# Skidkings vbc "creepy hollow ride " sunday october 14th ..........



## SKIDKINGSVBC (Oct 2, 2012)

SKIDKINGS..LETS RIDE!

IT'S OCTOBER AND IT'S TIME FOR THE "CREEPY HOLLOW RIDE".CREEP AND MEET AT THE CORNER BAR 524 N K St, TACOMA,WA
 AT 11:30AM.RIDE STARTS AT 12:45 OR SO...RIDE THROUGH THE NORTH END ...RAIN OR SHINE ..DRESS YOUR BIKE IN CREEPY THEME IF YOU LIKE... 

                                           GARY J 
                                           SKIDKINGS VBC 
                                           TACOMA ,WA 

ATTENTION : FIRST 15 VINTAGE BIKES RECEIVE  A HANGTAG AND A COOL HANDLEBAR HANGER ....................


----------



## fatbike (Oct 7, 2012)

Great graphic on your ad ride poster Skidkings.


----------



## SKIDKINGSVBC (Oct 7, 2012)

*poster*

Thanks ! Lot of thought went into this one ...I make hang tags for each ride to hang on the bars ...Kinda like a paty favor...These are like the badge of honor ....By the way ...That is my head being held by SKELIMAN.....

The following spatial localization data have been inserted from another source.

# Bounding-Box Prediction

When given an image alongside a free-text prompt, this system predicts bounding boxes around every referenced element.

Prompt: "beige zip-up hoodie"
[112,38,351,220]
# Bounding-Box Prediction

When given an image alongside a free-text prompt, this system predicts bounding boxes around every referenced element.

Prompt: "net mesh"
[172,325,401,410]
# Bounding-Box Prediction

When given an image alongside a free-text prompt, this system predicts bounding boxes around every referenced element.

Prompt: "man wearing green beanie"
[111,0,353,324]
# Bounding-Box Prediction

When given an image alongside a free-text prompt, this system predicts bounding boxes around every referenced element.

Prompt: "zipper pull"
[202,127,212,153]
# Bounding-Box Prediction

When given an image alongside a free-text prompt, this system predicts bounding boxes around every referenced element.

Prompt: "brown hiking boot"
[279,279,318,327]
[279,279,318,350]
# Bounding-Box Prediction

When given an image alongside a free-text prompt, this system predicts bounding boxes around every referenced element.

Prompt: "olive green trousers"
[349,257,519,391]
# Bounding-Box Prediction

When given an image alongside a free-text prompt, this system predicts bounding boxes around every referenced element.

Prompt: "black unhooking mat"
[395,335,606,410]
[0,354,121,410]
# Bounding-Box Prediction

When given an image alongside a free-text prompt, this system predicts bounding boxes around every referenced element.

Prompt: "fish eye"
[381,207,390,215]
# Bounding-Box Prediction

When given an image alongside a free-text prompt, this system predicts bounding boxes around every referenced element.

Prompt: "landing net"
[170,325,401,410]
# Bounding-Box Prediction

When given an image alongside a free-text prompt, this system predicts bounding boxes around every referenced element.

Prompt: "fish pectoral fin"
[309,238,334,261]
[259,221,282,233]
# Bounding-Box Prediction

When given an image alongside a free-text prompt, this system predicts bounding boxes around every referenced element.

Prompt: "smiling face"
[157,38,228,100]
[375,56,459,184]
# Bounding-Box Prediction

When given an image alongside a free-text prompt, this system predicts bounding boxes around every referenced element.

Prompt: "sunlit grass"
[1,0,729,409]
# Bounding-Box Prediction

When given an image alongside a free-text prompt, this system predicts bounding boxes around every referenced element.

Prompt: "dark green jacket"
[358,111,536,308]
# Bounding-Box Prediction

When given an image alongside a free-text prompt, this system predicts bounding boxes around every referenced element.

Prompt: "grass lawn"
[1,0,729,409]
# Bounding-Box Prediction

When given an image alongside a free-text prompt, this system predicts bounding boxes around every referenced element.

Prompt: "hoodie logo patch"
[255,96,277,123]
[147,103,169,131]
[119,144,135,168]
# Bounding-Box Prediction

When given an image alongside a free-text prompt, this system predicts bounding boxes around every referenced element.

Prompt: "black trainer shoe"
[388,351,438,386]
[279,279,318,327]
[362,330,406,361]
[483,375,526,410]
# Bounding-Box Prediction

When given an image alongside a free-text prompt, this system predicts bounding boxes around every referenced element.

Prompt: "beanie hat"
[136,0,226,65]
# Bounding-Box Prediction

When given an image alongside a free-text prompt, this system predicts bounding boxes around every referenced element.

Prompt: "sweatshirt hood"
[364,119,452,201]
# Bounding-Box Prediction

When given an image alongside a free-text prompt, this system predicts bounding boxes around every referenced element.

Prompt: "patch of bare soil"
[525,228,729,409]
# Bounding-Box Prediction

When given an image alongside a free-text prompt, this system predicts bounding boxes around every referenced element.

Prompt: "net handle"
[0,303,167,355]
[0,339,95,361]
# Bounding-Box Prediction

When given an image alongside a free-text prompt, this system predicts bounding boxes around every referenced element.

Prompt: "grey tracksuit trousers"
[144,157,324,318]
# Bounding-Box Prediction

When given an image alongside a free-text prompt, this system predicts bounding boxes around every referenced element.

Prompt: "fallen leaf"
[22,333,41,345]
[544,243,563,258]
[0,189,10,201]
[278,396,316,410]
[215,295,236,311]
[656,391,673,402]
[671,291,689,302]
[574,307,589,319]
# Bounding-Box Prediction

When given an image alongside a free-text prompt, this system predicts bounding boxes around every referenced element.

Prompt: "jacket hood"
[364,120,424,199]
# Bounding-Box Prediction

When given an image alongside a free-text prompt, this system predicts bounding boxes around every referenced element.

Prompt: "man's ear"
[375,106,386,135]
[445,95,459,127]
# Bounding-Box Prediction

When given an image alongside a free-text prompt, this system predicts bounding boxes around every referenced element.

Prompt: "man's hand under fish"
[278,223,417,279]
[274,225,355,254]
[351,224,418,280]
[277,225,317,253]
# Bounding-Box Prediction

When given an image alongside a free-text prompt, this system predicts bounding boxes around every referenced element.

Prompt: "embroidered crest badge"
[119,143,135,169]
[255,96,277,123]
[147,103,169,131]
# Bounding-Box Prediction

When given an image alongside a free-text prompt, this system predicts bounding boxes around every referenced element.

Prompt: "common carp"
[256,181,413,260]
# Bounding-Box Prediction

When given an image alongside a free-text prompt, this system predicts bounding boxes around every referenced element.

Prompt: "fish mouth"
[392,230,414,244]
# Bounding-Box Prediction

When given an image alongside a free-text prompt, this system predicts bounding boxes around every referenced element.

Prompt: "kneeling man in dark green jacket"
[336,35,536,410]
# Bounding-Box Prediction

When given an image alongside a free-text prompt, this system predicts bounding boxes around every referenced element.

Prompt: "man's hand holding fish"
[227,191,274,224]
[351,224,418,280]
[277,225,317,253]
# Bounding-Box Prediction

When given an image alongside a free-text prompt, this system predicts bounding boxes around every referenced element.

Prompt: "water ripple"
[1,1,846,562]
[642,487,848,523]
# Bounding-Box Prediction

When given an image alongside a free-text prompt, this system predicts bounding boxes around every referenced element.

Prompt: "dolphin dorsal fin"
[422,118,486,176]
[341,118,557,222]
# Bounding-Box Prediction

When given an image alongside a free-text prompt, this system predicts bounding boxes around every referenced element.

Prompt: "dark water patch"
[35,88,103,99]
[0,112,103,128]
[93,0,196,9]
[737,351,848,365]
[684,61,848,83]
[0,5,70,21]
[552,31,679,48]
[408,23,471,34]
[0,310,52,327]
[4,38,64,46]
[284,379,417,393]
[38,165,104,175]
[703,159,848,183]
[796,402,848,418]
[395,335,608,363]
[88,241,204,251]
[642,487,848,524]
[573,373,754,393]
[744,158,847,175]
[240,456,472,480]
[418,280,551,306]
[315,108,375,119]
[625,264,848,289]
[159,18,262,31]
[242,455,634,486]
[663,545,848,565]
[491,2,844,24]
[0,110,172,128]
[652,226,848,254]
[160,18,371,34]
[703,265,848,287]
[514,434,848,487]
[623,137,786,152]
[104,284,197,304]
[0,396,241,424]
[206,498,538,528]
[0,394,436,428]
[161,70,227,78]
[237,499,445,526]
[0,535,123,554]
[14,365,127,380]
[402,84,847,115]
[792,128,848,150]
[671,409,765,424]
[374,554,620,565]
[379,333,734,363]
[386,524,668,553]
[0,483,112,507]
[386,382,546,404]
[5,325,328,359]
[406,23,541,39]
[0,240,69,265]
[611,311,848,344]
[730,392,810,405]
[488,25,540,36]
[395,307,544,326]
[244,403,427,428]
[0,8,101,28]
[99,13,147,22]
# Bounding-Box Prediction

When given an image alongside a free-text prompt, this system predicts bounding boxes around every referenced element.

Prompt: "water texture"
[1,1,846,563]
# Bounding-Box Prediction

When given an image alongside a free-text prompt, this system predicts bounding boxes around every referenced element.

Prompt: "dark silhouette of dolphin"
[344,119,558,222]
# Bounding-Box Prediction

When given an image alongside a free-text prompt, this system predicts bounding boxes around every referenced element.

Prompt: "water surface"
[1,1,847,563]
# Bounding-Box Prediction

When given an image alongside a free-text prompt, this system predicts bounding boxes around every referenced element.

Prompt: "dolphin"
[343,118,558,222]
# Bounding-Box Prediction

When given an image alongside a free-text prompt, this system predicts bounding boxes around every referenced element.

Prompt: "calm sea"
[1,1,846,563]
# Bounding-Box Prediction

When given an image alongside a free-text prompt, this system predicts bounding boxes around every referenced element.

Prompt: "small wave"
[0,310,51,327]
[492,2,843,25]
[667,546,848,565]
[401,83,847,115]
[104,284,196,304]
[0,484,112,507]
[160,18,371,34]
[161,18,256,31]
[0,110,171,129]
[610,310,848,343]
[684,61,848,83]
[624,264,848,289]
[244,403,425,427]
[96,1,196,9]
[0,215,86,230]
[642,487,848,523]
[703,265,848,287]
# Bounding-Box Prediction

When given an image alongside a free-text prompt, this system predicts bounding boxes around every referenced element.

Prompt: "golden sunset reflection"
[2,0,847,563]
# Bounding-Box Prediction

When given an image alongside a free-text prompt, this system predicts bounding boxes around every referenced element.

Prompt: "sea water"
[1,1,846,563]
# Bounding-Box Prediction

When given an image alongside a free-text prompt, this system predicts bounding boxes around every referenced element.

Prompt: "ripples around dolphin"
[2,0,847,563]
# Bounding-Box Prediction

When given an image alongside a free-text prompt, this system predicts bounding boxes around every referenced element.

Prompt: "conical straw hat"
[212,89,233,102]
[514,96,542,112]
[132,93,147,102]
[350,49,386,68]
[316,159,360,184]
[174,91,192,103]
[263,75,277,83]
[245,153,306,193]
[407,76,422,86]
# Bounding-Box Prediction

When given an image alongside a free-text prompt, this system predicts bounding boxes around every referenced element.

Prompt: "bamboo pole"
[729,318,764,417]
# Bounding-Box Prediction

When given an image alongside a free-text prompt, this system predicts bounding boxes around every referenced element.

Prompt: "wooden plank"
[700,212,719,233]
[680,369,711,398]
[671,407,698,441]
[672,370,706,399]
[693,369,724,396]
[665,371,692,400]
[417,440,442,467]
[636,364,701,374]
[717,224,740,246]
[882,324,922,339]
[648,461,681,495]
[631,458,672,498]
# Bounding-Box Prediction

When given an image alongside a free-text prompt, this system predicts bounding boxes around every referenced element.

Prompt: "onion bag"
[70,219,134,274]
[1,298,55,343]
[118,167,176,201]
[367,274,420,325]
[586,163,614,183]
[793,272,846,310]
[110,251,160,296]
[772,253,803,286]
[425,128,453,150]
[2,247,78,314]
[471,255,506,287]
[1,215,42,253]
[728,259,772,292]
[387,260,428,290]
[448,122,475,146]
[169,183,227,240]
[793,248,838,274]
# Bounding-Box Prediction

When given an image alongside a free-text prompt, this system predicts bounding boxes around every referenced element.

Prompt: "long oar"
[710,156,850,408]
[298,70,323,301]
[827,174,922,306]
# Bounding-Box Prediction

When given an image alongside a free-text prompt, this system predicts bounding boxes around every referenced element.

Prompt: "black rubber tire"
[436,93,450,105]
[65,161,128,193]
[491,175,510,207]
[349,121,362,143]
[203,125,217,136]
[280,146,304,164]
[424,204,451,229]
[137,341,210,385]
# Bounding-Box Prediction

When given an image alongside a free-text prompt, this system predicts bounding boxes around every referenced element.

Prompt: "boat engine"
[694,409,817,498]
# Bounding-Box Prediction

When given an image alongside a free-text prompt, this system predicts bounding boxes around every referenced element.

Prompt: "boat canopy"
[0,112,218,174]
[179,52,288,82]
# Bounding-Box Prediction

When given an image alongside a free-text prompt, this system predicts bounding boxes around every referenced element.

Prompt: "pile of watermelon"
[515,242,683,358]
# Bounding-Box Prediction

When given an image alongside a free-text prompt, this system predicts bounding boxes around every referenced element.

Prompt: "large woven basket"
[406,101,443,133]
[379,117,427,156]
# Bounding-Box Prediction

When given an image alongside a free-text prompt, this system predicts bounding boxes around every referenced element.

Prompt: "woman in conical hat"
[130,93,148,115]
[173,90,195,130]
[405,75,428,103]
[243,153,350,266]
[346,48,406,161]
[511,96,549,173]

                                            GMAN


----------



## fatbike (Oct 8, 2012)

No kidding! Now you know what you would look like if your head was yanked off.


----------



## brownster69 (Oct 9, 2012)

*creepy hollow ride*

i am ready for the ride gotta finally bust out the rain gear dammit it will be 80 days in washington with no rain which is very rare ...... i might rust i think


----------



## SKIDKINGSVBC (Oct 10, 2012)

*Bring it on*

This is what seperates the TRUE SKIDKINGS  from the biker wannabes ....NO WHINERS OR CRY BABYS here when it come to RAIN RIDES! This is why their are TAVERNS and Bars along the way!


----------